# Lab Exercise: Using OpenWeather API to Collect and Export Data

## Objective
- Fetch weather data for multiple cities using the OpenWeather API.
- Process and clean the retrieved data.
- Store the data in a pandas DataFrame.
- Export the data to a CSV file.
- Plot the data

## 1: Sign Up for OpenWeather API and Obtain an API Key

1. Go to the [OpenWeather website](https://home.openweathermap.org/users/sign_up) and sign up for an account.
2. After logging in, navigate to the API Keys section of your account dashboard.
3. Copy your unique API key, which will be used to authenticate your requests.

## 2: Install Necessary Python Libraries

1. Install the required Python libraries if they are not already installed.

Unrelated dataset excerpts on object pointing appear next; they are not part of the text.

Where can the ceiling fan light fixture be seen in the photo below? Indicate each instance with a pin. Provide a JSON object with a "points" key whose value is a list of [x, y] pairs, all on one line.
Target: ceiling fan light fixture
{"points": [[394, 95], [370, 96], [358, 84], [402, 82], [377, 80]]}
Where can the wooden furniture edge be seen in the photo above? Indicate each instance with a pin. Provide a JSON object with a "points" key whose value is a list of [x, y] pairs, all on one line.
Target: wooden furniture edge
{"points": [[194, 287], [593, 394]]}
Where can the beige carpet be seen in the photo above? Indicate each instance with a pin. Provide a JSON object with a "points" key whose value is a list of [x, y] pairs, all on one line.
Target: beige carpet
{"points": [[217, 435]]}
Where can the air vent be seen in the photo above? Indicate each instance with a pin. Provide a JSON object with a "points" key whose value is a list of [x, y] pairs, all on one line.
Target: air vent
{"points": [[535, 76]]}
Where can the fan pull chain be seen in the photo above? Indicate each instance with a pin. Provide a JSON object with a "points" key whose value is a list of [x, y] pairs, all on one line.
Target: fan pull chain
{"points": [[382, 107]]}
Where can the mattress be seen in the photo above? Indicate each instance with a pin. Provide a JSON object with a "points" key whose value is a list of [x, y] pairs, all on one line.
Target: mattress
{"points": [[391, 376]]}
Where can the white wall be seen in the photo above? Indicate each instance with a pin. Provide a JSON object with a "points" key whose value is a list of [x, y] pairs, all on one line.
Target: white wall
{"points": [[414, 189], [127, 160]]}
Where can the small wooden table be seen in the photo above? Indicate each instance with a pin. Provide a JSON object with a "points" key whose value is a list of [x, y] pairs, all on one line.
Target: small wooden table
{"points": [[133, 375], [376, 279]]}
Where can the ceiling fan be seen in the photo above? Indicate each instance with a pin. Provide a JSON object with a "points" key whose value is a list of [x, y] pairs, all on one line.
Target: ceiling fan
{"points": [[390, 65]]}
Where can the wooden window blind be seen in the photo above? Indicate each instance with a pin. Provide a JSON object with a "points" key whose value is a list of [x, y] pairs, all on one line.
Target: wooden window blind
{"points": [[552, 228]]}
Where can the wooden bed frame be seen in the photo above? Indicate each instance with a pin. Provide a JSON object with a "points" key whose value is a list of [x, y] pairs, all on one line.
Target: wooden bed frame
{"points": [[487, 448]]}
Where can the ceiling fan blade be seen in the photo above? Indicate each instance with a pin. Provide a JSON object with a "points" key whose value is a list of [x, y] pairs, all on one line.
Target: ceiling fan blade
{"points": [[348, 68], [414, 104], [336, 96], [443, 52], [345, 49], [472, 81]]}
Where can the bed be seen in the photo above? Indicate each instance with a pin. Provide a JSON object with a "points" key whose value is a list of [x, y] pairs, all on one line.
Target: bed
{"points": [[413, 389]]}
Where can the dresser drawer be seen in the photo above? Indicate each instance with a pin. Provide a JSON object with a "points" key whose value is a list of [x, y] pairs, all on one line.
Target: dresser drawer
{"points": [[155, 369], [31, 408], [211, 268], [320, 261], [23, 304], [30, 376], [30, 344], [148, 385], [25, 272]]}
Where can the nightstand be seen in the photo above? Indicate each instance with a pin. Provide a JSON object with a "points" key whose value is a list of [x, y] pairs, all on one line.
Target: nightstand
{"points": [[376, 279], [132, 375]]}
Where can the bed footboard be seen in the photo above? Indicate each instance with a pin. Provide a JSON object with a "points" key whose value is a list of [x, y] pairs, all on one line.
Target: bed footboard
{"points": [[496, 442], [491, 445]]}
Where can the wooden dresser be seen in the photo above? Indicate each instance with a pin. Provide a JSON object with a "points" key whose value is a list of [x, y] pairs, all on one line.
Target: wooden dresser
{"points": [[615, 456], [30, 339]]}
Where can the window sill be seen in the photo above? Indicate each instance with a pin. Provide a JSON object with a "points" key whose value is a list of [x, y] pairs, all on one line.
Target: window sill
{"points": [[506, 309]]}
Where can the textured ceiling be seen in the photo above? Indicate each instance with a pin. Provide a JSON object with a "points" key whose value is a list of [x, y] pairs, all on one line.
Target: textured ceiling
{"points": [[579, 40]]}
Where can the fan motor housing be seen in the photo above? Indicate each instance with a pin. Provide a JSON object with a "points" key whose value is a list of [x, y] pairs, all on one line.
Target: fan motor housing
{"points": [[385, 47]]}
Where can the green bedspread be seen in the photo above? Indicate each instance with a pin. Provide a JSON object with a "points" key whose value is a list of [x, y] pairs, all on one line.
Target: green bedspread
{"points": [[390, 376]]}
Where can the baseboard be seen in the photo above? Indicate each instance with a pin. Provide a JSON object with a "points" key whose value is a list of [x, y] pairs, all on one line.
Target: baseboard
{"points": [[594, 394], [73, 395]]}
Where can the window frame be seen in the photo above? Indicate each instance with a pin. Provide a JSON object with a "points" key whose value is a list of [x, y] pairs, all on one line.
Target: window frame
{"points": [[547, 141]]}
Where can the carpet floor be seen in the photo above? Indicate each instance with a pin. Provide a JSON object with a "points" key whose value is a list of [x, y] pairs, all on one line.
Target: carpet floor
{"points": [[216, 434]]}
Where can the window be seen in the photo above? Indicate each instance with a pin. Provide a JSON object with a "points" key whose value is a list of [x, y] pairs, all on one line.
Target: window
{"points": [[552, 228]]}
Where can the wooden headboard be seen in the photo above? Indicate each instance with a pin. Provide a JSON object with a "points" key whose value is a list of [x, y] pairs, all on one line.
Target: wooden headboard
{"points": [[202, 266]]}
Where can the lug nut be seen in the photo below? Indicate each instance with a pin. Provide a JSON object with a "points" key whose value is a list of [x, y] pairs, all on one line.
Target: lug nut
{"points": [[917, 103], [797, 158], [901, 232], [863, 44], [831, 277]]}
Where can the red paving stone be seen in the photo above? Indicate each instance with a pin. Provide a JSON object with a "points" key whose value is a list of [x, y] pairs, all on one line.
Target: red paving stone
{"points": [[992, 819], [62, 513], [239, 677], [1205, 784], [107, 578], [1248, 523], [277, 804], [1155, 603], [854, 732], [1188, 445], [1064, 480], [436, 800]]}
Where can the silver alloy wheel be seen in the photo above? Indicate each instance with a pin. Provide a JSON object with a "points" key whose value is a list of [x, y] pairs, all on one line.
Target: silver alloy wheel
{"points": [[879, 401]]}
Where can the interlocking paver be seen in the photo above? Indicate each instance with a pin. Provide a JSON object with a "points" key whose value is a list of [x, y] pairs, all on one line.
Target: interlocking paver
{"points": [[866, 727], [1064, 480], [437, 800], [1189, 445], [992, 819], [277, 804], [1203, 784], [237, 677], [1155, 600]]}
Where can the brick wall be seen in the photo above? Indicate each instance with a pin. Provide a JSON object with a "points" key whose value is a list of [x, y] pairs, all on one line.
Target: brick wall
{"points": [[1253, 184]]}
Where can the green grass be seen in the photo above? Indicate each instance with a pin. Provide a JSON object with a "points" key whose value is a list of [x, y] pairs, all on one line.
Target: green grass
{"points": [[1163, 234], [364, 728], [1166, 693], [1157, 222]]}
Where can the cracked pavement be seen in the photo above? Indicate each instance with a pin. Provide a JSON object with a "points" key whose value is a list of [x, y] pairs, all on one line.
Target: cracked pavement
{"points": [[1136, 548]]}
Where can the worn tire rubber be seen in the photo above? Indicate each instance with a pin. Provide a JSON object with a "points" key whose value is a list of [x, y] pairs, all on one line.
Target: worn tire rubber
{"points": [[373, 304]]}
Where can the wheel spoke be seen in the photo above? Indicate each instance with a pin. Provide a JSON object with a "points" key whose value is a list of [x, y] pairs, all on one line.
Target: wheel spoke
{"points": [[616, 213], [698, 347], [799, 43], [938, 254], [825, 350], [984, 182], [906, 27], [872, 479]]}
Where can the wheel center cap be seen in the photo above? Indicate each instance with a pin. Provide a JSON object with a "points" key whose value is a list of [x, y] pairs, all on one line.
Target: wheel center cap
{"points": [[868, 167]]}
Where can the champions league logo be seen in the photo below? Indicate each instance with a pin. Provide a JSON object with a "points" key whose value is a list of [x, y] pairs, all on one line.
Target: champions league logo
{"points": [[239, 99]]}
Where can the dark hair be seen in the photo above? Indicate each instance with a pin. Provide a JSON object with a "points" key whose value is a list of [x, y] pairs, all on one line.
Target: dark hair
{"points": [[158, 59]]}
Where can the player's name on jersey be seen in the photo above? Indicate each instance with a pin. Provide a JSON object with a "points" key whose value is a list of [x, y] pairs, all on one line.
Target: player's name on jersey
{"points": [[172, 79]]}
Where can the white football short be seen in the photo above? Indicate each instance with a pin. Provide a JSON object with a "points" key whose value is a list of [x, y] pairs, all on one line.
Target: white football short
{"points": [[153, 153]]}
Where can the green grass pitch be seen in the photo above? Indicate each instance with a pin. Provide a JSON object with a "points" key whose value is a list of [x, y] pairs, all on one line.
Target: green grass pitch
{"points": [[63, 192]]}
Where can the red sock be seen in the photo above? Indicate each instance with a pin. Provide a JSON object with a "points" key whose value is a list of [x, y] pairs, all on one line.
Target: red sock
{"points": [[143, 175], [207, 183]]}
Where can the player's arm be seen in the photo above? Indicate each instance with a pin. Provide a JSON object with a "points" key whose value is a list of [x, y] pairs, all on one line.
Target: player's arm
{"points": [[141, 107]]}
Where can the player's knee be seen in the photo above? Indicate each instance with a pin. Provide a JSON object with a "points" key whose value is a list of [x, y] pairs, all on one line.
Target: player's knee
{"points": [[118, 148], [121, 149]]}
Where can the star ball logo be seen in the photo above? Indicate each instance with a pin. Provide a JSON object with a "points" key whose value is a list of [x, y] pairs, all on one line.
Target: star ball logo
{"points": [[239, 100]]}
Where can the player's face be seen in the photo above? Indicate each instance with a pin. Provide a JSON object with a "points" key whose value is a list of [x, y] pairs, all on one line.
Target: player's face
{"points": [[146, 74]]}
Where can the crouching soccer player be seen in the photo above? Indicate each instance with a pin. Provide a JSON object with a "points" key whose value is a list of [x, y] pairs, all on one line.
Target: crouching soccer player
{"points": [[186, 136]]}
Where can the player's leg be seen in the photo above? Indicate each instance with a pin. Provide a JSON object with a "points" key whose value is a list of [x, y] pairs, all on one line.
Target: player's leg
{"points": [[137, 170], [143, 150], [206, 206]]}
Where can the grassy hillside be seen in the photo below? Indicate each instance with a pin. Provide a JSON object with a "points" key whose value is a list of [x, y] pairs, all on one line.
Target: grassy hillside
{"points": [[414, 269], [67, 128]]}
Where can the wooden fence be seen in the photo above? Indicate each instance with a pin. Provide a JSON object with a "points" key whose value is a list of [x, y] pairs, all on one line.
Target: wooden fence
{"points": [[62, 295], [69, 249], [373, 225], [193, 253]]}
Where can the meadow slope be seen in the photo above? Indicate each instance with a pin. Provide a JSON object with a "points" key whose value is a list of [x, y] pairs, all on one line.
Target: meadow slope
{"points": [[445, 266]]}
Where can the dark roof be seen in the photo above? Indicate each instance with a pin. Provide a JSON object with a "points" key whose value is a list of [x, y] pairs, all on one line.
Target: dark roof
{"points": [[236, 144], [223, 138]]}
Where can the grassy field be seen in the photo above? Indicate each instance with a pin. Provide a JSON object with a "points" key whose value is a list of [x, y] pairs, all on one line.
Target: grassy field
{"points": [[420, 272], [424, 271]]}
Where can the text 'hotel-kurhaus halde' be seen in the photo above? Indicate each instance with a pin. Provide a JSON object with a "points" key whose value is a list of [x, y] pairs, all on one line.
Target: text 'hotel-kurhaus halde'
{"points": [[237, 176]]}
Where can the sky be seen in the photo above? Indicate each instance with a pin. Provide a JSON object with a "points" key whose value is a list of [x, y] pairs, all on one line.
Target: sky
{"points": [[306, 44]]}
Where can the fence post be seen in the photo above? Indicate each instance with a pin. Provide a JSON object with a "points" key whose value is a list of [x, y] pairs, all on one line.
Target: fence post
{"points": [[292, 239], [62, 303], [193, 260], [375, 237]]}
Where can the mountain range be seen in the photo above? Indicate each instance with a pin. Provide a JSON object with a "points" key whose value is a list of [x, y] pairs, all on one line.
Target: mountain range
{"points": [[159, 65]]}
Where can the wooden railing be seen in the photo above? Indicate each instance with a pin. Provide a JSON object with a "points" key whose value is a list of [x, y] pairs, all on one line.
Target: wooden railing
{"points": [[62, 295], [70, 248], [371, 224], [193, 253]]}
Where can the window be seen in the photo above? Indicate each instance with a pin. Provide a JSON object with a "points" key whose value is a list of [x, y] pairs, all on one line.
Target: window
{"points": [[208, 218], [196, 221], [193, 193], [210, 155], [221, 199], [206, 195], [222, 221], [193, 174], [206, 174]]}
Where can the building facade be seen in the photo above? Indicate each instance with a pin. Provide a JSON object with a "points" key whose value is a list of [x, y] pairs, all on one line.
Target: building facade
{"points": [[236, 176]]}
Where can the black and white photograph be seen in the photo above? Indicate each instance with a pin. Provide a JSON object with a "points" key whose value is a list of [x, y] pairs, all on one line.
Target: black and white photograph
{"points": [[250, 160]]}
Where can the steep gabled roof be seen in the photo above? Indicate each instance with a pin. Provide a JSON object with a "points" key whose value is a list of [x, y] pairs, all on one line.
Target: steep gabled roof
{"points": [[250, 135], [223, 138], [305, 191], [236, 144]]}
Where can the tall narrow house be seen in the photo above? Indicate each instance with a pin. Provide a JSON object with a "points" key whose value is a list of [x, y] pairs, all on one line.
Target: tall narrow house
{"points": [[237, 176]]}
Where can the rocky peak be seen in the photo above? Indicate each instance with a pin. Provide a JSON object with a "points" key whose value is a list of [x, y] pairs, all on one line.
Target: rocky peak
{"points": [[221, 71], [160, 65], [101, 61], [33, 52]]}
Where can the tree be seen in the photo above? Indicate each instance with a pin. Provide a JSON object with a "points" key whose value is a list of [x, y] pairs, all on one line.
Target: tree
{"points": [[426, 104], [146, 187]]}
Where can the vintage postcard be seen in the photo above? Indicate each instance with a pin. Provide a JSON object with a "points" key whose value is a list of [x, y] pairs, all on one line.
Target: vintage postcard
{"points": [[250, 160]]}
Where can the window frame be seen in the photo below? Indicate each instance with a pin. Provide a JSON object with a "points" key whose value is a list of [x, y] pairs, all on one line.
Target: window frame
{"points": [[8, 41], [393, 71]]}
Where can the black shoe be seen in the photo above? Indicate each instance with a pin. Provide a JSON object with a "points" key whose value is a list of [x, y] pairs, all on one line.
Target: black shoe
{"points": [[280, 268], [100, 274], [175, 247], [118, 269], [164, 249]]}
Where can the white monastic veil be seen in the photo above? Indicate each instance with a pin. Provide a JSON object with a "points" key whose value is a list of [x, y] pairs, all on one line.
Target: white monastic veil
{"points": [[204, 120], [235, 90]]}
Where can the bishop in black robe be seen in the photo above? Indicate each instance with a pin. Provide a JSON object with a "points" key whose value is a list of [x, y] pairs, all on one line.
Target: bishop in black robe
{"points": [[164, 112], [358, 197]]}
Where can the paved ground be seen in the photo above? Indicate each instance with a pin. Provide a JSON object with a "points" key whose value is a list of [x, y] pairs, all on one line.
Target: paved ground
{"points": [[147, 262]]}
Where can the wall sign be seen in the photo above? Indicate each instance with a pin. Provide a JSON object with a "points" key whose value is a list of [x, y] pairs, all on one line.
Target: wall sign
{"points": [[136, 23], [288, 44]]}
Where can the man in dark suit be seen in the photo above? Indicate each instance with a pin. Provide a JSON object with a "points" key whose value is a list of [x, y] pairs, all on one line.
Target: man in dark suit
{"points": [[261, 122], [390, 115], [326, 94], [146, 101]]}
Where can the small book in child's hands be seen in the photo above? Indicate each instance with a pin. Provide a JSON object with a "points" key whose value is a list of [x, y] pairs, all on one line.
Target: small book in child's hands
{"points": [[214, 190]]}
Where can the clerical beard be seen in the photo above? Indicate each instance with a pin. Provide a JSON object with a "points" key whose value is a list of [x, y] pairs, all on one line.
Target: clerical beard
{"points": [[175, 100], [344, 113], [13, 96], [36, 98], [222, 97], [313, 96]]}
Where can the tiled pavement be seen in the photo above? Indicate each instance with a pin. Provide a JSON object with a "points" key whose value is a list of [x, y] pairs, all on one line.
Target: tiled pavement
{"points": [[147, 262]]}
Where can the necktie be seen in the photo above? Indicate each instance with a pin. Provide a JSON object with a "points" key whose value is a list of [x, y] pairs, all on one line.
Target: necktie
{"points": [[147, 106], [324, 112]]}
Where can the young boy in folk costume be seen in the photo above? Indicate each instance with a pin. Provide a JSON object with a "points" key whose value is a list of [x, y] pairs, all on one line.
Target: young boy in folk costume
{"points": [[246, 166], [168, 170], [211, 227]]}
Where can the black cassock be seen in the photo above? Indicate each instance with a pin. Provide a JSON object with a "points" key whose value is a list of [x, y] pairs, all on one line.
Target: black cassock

You will need:
   - `requests` for making HTTP requests.
   - `pandas` for data manipulation and analysis.


More info, https://docs.openweather.co.uk/appid

In [None]:
! pip install...

In [1]:
import requests #library for making HTTP requests
import pandas as pd #data manipulation library
import matplotlib as plt #graph ploting library
import json
from api_keys import open_weather_key

## 4: Get the base URL and define your endpoints 

See the class example for reference and also refer to the python requests library docs for examples.

***Hint*** search for python requests params, this way you can make a request without having to know the exact HTTP request syntax! 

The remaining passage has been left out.